Small Scale, Big Change: New Architectures of Social Engagement – currently running at the Museum of Modern Art in New York – presents eleven architectural projects that explore how the social responsibility of architecture can be realized. All projects are aimed at communities underserved by architecture and design, and they all are small physical solutions that seek broader social, political and economical effects in those communities. The selection of projects includes primarily housing, but it also explores the impact of cultural projects and public transport. Here we present a brief look into the projects in the exhibition.

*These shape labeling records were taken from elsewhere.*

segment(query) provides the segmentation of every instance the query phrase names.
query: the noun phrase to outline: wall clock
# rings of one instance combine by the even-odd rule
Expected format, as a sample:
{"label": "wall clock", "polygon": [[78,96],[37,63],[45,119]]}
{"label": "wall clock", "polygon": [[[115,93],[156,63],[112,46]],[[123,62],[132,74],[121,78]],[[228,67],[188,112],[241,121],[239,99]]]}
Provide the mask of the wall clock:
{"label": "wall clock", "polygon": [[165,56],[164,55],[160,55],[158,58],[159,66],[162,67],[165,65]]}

Quinta Monroy Housing in Iquique, Chile consists of low-cost customizable row houses that can double its size when owners decide to build expansions:
$20K House in Hale County, Alabama is housing designed by students and aimed at low income rural communities who must build with a budget of 20,000 dollars, usually from loans:
Red Location Museum of Struggle in Port Elizabeth, South Africa seeks to integrate the community into a project of renewal of the area segregated during apartheid by building cultural facilities and communal spaces:
The Primary School in Gando, Burkina Faso uses both sustainable local materials and local collaboration to build a school that has had high rates of attendance since its inauguration. An annex has also been built, as well as housing for teachers, and there are plans for a library and a women’s center:
The project of Manguinhos Complex in Rio de Janeiro, Brazil consists of an elevation to a rail line, which removes a physical barrier in the city, and the building of a park below the rail, thus providing a new public place:
Inner-City Arts is a center that provides art classes to impoverished kids in Los Angeles. Their campus, a repurposed garage, is a haven for student creativity, but it also seeks to engage with its surrounding neighborhood:
The METI Handmade School in Rudrapur, Bangladesh is a response to the lack of educational opportunities for the people in the Village. Although local building materials were used, building techniques were improved to make the building more resistant. Also unskilled local workers were trained for the construction:
Instead of tearing down modernist public housing, the project Tour Bois le Prêtre remodeled the buildings by adding balconies and expanding apartment space:
Housing for the Fishermen of Tyre in Lebanon is a project that betters the living conditions of this community by providing them with a living space that eliminates previous overcrowding and unsanitary conditions, but keeps their traditional balance of public and private space:
One very noteworthy project is the Metrocable in Caracas. It seeks to link isolated neighborhoods in the city with a cable car system, thus bridging both distance and a social divide. The stations also serve as social equipment sites providing vertical gyms, a music factory, commercial zones, community centers, pocket parks, urban agriculture and dry toilet:
One of the most interesting projects in the exhibition is Casa Familiar housing in San Diego, California that builds affordable homes for immigrants in the border. Immigrants’ different socioeconomic relations bring diversity to the cities they live in, and the project by Teddy Cruz reflects that by mixing uses like senior housing and child care. The project goes further by envisioning a political process to go along with the construction, where architects are the mediators between the top-down economic interests of developers and bottom-up social demands. In this case, they helped translate the informal arrangements of the immigrant community into new actual zoning categories in San Diego. Furthermore, the non-profit Casa Familiar arranges an informal city hall which provides help with management and access to microlending in these communities:
At the end of the exhibition, we are presented with three platforms that continue the idea of small scale: The 1% Percent Project, The Open Architecture Network, and Urbaninform. The 1% Project aims to get architects to donate one percent of their time for non-profit work. So far, 820 firms have signed up and 16 projects are on the way. The Open Architecture Network is a project of Architecture for Humanity and is an open source architecture community that makes over 3000 architectural documents, drawings, and plans available to be shared and improved. Ubaninform collects videos about design and architecture interventions in informal settlements, but it also connects local actors with a network of urban experts to share knowledge.